Der Begriff Lusotropikalismus ist eine Zusammensetzung aus Lusitanien und trópico, der portugiesischen Bezeichnung für tropisch. Diese Ideologie propagierte eine historische und moralische Überlegenheit der portugiesischen Kolonisation im Vergleich zu den anderen europäischen Kolonialmächten.

Vordenker Gilberto Freyre

Obwohl die Geschichte der portugiesischen Kolonien bis ins 16. Jahrhundert zurückreicht, wurden erst in den 1940er und 1950er Jahren unter Salazars Diktatur des Estado Novo koloniale Institutionen und ein staatliches Bildungssystem errichtet. Dabei wurden einige Gebiete nicht als eigentliche Kolonien klassifiziert. Indien wurde als eigenständige Zivilisation angesehen, die sich im Laufe der Geschichte mit dem europäischen Christentum auseinandergesetzt habe. Kap Verde galt hingegen als Ergebnis einer Mischung von portugiesischen Kolonialherren und afrikanischen Sklaven, die auf eine abgelegene Inselgruppe verschickt worden waren. Die kapverdische Kultur wurde nicht als kolonial, sondern als regional bezeichnet, und die dortige Elite genoss spezielle Rechte, wie zum Beispiel die Entsendung als koloniale Mittelsmänner auf den afrikanischen Kontinent. Angola und Mosambik galten wiederum als eindeutig afrikanische Kolonien und erhielten eine spezielle "Verfassung": In einem Wirtschaftssystem, das auf Zwangsarbeit aufgebaut war, wurde die Bevölkerung in drei Kategorien eingeteilt: portugiesische Bürger, Einheimische und „Assimilierte“. Dies waren Einheimische, die eine Probezeit zu durchlaufen hatten und Prüfungen bestehen mussten, um zu beweisen, dass sie Christen waren, monogam lebten, die Wehrpflicht erfüllten und portugiesisch sprachen. Der Anteil der "Assimilados" betrug nie mehr als 1 % der kolonialen Bevölkerung.
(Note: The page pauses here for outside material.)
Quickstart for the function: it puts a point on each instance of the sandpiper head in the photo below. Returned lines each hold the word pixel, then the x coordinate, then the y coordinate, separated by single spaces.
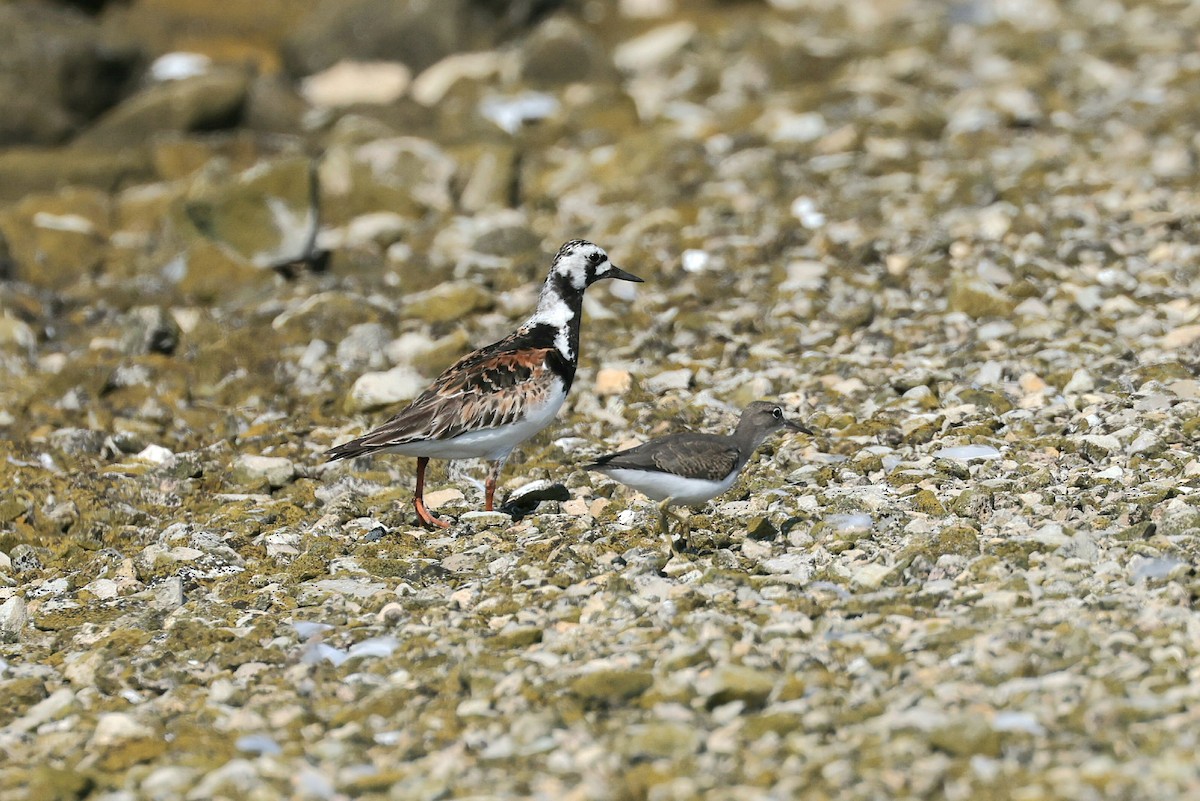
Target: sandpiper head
pixel 580 264
pixel 763 417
Als herausragender Denker des Lusotropikalismus gilt der brasilianische Soziologe Gilberto Freyre. Kerngedanke des Lusotropikalismus war ein kontinental übergreifendes, tolerantes Nebeneinander der Rassen bzw. die Idee der rassischen Durchmischung, wofür Gilberto Freyre in seinen späteren Publikationen den Ausdruck „Rassische Demokratie“ (port. democracia racial) verwendet. Freyre hatte allerdings ursprünglich nur die Entstehung der brasilianischen Gesellschaft erklären wollen. In seinem Hauptwerk „Herrenhaus und Sklavenhütte“ (Casa Grande e Senzala) kommt der Begriff nicht vor, er prägte ihn in den 1950er Jahren nach einer Einladung nach Portugal und dessen verschiedenen Überseekolonien. Der Begriff gewann schließlich in den 1960er Jahren vor allem in Salazars Diktatur an Bedeutung. Hier wurde er zur Legitimation des portugiesischen Anspruchs auf die afrikanischen und indischen Kolonien verwendet, die sich jedoch ausnahmslos bis 1973 im Portugiesischen Kolonialkrieg von Portugal unabhängig erklärten.

Nach dem Zusammenbruch der portugiesischen Kolonialherrschaft wurde der postkoloniale Begriff der Lusophonie geschaffen, um die portugiesischsprachige Welt zu bezeichnen.

Quellen

  • Gomes, Bea: O mundo que o português criou – Von der Erfindung einer lusophonen Welt. Wiener Zeitschrift für kritische Afrikastudien 2/2001, Jg. 1.
  • Enders, Armelle : Le Lusotropicalisme, théorie d'exportation. [1]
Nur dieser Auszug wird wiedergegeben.